Kanye West Is Mad At The World

Earlier this year, after Miguel tore down the Saturday Night Live stage, like he almost tore off a few girls’ heads at the Billboard Music Awards, I wrote that his performance was a reminder of the potentially great artistic heights that the SNL stage affords. Few rarely take advantage.

Kanye always uses SNL as a chance to stretch out. It’s like he surveys the guests that came before him that season and makes sure he outdoes them. Remember his performance of “Runaway” in advance of My Beautiful Dark Twisted Fantasy?

It was heavy-handed, self-serious and pompous – but it was Kanye.

Heading into this past weekend’s turn on SNL, Kanye had been popping up on the blogs. Apparently, dude went on a tirade at an Adult Swim performance, which included this snippet:

"I ain't no mother—ing celebrity. I ain't running for office. I ain't kissing nobody's mother—-ing babies. I drop your baby and you sue me and sh–," he shouted. "I'm trying to make some music that inspires people to be the best they can be. I don't want nobody to ask nothing else of me. Don't ask nothing else of me. Mother—-ers chasing you down, 'bout to make you crash and sh–, and all they want is one n—a to laugh and sh–," West went on about the relentless paparazzi. "Hell nah, I ain't doing no mother—-ing 'SNL' skits; this my goddamn life. This ain't no mother—-ing joke. That's it. Stop that sh– right there."

Seeing the mother of your unborn child on the cover of countless gossip rags with salacious headlines (“Kim’s Greatest Fear: He’s Gay,” read one) would drive even the most stable man to fits of inner rage. 'Ye’s always been extra, though, so although he had to go into this Kardashian plunge with knowledge of the inevitable circus, his seems to not be the best disposition for the world’s seedy shenanigans when it comes to KimYe.

Days after his Adult Swim monologue and before his SNL appearance, he showed up on promos alongside Ben Affleck and Fred Armisen. He was ice-grilling up a storm. And given reports of the dark nature of some of the music slated to make his new album (with a June 18 street date), well, we knew we weren’t getting “The New Workout Plan”-era Kanye.

Instead, we got a pitch-black stage with projected images of snarling, rabid dogs (or wolves) in the back.

The song was “Black Skinhead.” Sonically, it was divergent for Kanye.

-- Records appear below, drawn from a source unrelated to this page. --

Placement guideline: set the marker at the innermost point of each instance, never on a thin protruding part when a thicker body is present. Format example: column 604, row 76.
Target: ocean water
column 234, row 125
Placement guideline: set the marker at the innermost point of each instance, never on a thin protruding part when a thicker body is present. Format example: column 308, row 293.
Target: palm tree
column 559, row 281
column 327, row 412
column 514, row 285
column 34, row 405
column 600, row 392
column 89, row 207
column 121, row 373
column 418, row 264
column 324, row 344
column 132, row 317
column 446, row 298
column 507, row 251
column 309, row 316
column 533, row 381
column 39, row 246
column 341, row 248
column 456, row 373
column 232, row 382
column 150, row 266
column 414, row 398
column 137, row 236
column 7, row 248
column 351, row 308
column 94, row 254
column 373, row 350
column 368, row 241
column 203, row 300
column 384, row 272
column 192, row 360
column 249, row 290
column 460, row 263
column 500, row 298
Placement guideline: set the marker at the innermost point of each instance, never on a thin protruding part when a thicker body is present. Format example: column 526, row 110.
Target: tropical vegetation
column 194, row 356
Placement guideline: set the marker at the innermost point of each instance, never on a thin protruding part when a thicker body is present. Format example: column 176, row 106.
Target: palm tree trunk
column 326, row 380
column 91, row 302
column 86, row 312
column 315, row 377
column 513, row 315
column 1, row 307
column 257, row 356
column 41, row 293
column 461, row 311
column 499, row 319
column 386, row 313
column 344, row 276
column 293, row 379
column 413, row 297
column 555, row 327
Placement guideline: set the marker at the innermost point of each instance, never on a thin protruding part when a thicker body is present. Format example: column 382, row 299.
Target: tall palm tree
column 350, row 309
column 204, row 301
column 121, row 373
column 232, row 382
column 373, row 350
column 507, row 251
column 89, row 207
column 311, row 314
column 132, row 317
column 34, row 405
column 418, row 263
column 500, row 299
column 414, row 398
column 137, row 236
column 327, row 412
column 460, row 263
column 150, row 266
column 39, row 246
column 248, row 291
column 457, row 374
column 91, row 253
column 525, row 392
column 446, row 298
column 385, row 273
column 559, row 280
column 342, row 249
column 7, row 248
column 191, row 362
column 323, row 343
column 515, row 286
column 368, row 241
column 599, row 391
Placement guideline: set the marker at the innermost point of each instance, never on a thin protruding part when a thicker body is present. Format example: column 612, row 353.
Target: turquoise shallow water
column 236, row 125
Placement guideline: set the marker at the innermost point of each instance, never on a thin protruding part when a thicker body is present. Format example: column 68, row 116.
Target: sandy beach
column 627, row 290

That’s what we expect with his albums: change. He later Twitpic’d the lyrics:

His second and final performance was for “New Slaves,” where a defiant ‘Ye spit the entire song standing absolutely still and dropped enough N-bombs on network television to most definitely have the FCC pattin’ them NBC pockets (“where that money wad at?). And there were more shots at the paparazzi, companies he’s in business with and somebody with a spouse in the Hamptons.

For a dude that once said he was “beasting off the Riesling” and felt the need to quasi-excuse himself while he was interrupting a teenage white girl to go to bat for a video that inspired these type of parodies, this New Kanye is something to behold. We still don’t have an official tracklisting for his new album; just the title (Yeezus) and the artwork.

With 98 percent of these pop (and hip-hop) artists intent on kowtowing to college kids and highschoolers with glow sticks, you have to be excited that maybe the most creative artist of his generation is stalk-raving angry and taking it out on everyone in his music. Tell us why you mad, ‘Ye.